Escuela Politécnica de Ingeniería de Gijón.

Some time ago I started to study C++. After having read most of Stroustrup's book and part of 'Thinking in C++', volumes 1 and 2, I decided to do some not-so-boring exercises.

The first one I posed myself was this: a program to compute all the partitions of a given size k of an integer number N. That is, all the *different* ways
of expressing N as a sum of k terms (without regard to order). To wit, for N=10 and k=4, there are 9 partitions:

- 7 1 1 1
- 6 2 1 1
- 5 3 1 1
- 5 2 2 1
- 4 4 1 1
- 4 3 2 1
- 4 2 2 2
- 3 3 3 1
- 3 3 2 2

The source code is available here. The tar file contains a `Makefile`

, a `README`

and the `partitions.cpp`

, `partitions.h`

files. I think this exercise is worth being kept on line.
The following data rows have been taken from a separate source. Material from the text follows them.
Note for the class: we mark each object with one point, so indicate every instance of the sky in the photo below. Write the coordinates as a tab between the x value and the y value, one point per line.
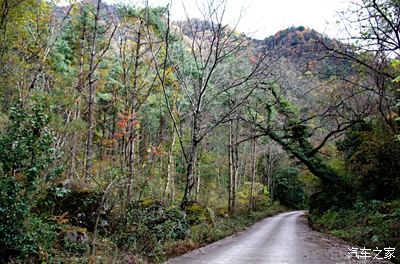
262	18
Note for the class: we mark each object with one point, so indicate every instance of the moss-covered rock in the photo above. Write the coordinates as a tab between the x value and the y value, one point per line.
78	204
198	213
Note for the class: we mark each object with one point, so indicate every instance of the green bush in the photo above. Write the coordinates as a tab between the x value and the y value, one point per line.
288	189
150	224
26	158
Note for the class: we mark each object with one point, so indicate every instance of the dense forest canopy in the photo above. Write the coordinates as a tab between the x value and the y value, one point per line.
120	128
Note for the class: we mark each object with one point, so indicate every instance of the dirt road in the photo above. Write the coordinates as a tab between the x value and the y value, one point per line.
284	238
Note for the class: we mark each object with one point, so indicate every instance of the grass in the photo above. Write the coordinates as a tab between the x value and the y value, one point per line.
204	233
370	224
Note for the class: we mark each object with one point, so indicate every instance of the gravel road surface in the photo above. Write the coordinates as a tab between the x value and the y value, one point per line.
284	238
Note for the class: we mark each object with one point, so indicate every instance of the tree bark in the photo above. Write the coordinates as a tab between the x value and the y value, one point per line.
92	92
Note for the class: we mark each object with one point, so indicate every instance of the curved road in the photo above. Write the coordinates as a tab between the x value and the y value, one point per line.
284	238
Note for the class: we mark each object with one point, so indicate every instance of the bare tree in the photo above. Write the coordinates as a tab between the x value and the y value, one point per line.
201	73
The main tools are the *vector* class, with a normal *iterator* and a *reverse_iterator*, recursion (as a mathematician, I tend to think recursively more than not) *and recursion elimination* (as a mathematician, I like solving problems *well*). The recursive version may segfault for large sizes, as `$ ./partitions 100000 100000`

for example, and is unreliable also for large sizes (may output 0, for example).

To use it, download the source, untar it and `make`

it. Then simply run

```
$ ./partitions N k
```

where N and k are positive integer numbers.

The program accepts the following command-line options:
+ -p: output the list of partitions to `stdout`

+ -n: run in non-recursive mode (the speed difference is noticeable for N ~ 250, s ~ 6).

The final result (the total number of partitions) is sent to `stderr`

, which you may find useful:

$ ./partitions -p 100 20 >file

saves all the partitions in 'file' and outputs the total number.